Variant Calling: Detecting Genetic Variation

Overview

Variant calling is the computational process of identifying differences between an individual’s genome and a reference genome. These differences range from single nucleotide polymorphisms (SNPs) and small insertions or deletions (indels) to large structural variants such as copy number changes and chromosomal rearrangements. Accurate variant detection is the cornerstone of human genetics, precision medicine, and evolutionary biology.
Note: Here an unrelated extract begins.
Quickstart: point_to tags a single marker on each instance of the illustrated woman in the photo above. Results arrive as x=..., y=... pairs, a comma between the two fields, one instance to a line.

The process requires careful statistical modeling to distinguish genuine biological variation from sequencing errors and alignment artifacts.

Key Concepts

Most variant callers follow a common workflow: sequencing reads are first aligned to a reference genome using tools such as BWA or Bowtie2, then the aligned data are processed to identify positions where the individual’s sequence differs from the reference. The genome analysis toolkit (GATK) best practices pipeline is widely adopted, using a Bayesian approach to calculate genotype likelihoods. Key considerations include coverage depth (higher depth improves confidence), base quality scores, and mapping quality. Variant filtering using hard thresholds or machine learning (e.g., VQSR) removes false positives. Structural variant detection requires specialized tools such as DELLY or Manta that analyze discordant read pairs and split reads.

Applications

Variant calling drives both clinical and research genomics. It identifies mutations underlying rare genetic disorders and informs cancer genomics by revealing somatic mutations in tumor-normal comparisons. Population-scale projects such as the 1000 Genomes Project have catalogued millions of variants to map human diversity. In infectious disease, variant calling tracks pathogen evolution and drug resistance. The accuracy of variant calls depends fundamentally on the quality of next-generation sequencing data and the DNA sequencing platform used.